O segundo capítulo será destinado a análise de uma das espécies de responsabilidade tributária imputada a terceiro: a responsabilidade por substituição, envolvendo desde a sua definição até a classificação, juntamente com as consequências jurídicas da antecipação do tributo, inerente a substituição tributária progressiva, e os reflexos no direito de restituição.

Já o terceiro capítulo discorrerá sobre as controvérsias do fato gerador presumido aliado às distinções com a pauta fiscal e institutos relacionados, firmando os elementos basilares do direito tributário, e especialmente a segurança jurídica, para se chegar ao exame do direito de restituição no ICMS-ST, trazido em recente entendimento do STF.

Por derradeiro, tecidas as considerações iniciais, foi utilizado na elaboração deste artigo o método de abordagem na espécie dedutivo ou idealista, o qual apresenta como ponto de partida as teorias existentes para a solução do caso concreto, em consonância com a pesquisa de documentação indireta, concretizada na pesquisa bibliográfica de doutrinadores do Direito Tributário.

 

1. A TRIBUTAÇÃO SOBRE O CONSUMO

 

Na sociedade contemporânea, muito se questiona o sistema de tributação brasileiro, seja pela crescente carga tributária como um todo, abrangendo desde produto/serviços - incidentes sobre o consumo -, patrimônio, renda, ou pela má distribuição dos recursos angariados.

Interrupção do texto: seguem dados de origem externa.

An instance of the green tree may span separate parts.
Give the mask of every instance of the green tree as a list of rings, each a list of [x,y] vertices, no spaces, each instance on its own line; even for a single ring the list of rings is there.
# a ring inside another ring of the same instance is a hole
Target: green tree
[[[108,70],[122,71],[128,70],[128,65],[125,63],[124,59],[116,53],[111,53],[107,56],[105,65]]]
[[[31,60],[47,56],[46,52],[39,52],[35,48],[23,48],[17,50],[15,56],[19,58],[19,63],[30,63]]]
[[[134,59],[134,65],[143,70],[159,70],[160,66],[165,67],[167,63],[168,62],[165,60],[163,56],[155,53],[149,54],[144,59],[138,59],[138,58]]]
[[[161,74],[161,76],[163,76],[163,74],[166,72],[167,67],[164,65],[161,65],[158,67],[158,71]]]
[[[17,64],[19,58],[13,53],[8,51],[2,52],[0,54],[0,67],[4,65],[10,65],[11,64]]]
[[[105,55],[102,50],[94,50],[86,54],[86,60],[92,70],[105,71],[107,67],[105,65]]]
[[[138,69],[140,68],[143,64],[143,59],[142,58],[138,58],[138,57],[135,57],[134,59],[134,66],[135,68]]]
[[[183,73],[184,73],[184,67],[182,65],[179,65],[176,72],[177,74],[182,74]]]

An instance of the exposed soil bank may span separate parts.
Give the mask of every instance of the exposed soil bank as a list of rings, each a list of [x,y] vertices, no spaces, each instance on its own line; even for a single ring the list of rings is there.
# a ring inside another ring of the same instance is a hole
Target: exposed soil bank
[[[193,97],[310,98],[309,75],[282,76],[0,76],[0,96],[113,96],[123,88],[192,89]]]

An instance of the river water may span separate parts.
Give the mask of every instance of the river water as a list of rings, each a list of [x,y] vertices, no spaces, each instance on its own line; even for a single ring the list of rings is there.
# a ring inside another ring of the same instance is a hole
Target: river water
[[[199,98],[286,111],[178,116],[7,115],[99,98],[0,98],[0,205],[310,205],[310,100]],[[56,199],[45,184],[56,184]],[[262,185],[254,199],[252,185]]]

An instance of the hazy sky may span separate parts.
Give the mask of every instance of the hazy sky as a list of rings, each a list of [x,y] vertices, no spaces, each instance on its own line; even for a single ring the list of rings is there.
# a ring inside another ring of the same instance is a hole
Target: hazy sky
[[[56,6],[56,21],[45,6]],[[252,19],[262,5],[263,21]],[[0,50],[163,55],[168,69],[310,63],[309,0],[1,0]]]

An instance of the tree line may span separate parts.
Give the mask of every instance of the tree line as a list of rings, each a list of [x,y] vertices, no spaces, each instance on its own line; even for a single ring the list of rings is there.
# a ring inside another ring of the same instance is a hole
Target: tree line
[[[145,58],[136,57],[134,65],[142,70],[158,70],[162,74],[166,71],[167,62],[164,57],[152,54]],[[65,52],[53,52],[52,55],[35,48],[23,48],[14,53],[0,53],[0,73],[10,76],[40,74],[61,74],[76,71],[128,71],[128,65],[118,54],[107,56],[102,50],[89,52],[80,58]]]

Isso porque, da mesma forma que não se vislumbra a longo prazo o investimento em setores um tanto indispensáveis ao desenvolvimento social e econômico, a maneira pela qual vêm se instituindo as políticas de cobrança revela-se, muitas vezes, retrógrada, suprimindo garantias básicas do cidadão-contribuinte.

Não obstante a diversidade de fatos tributáveis, sobre um aspecto específico se concentra os maiores índices de arrecadação na receita fiscal: as operações de consumo. Conforme pesquisa feita pela Organização para a Cooperação e Desenvolvimento Econômico (OCDE), no Brasil são alarmantes os percentuais dessa categoria de exação, tipicamente dos tributos ditos indiretos, porquanto divergentes dos outros Países desenvolvidos, cujo objeto de maior relevo é outro, os tributos diretos.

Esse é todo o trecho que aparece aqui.